Thursday, September 10, 2009

I'm never good enough...

I feel this way. It hurts alot. In my life I have had so many people come in and out of my life...nobody seems to wanna stick around. I have stuck by my friend for 2 years while she had not left the house. I would travel the 45 minutes from my apartment to her house and sit with her all day long just because she didn't want to be alone but she had anxiety so bad that she couldn't go past her driveway. Now, she is starting to leave the house not very far but she goes places. And now that she does...I have kinda been put on the back burner. I feel like I was just a nice place holder until she could start getting out then she can hang with the other people that wouldn't stick by her or who weren't there. It used to be all like oh Brittany you wanna come hang out? Now its well me and so and so are hanging out but you can come if you want...Yea I feel like I fit in real well with your skank ass friend. Thanks. And cause I have a 4 month old child that I don't want outside in the damn hot ass sun while I tan she doesn't seem to wanna hang out either. She says I stay in the house to much... well I love being in my home. I am not a fan of the outdoors especially when it comes to my 4 month old daughter sweating and crying the whole time wanting to go inside. I can't just beat my child half to death when she cries. She has every reason to cry...she is hot and wants to go inside. Out side she can get ate up with bugs and everything. I'm sorry I sound like a whiner but gosh I just needed to vent. I'm tired of having friends for a while then they find something better and out I go. I think I am a good friend. I am loyal and I love all my friends. They know they can come talk to me about anything. But, here I am might as well be friendless...The only person who shows any interest in being my friend anymore is Jessica...and she is a million miles away. I guess I'm just destined to be alone. This is ridiculous I need to shut up...I'm just so tired its 3:30 in the morning and I need to go to sleep but I am up stressing to the max about nothing obviously.

I'm just stupid.
Brittany<3

2 comments:

Courtney said...

Oh hun do i know how this feels!

I over the years have always been the one to support everyone. To be the leaning post when everyone else in down and then kicked over like a stick on the ground when not needed anymore.
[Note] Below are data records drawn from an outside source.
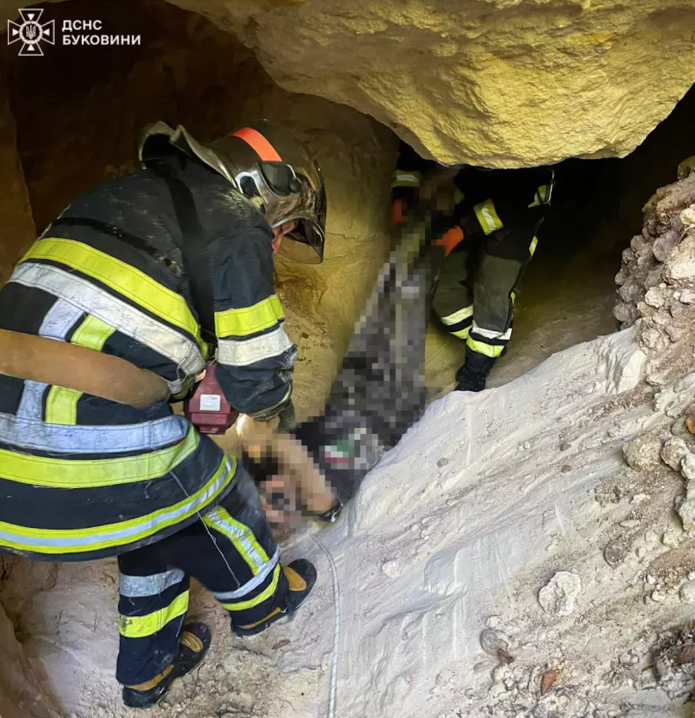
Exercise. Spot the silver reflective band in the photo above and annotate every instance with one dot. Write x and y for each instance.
(59, 319)
(216, 519)
(143, 586)
(250, 351)
(256, 581)
(459, 316)
(31, 403)
(146, 527)
(29, 432)
(491, 333)
(125, 318)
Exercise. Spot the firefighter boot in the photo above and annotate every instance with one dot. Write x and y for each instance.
(473, 374)
(301, 577)
(195, 641)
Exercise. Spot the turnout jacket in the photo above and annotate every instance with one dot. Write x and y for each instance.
(82, 477)
(488, 201)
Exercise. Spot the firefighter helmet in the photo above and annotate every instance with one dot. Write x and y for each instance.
(270, 166)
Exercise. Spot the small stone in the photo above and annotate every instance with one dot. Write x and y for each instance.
(671, 537)
(643, 453)
(673, 452)
(558, 596)
(688, 466)
(687, 296)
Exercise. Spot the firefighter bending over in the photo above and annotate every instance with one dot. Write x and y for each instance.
(84, 477)
(488, 244)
Life's lessons are sometimes hard ones to learn and deal with. I have one best friend who is more like a sister now. We have been friends for 8 years now and without each other we joke that we have no one. It is partially a joke but we both know that truly we are our only friends. Niether of us go out and try to make new friends because most people our age have no clue what responsibility is or what we deal with being mommies on a daily basis.

I hope you can find peace within yourself and only cling to the ones who return the favor for you.
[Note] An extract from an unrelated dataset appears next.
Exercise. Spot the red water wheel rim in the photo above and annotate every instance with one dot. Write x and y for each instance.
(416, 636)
As always i wish i was closer! I would love hanging out with you all day!

Anonymous said...

You know I would so be over to give you a hug if I could!!! I know the whole story, I'm sorries!

That being said, you really SHOULD let kaci be outside atleast 30 minutes a day so that she gets enough vit d and does not develop rickets.

Maybe try getting out and finding some hobbies - a mommy play group or church or something you so can meet people and have some adult interaction.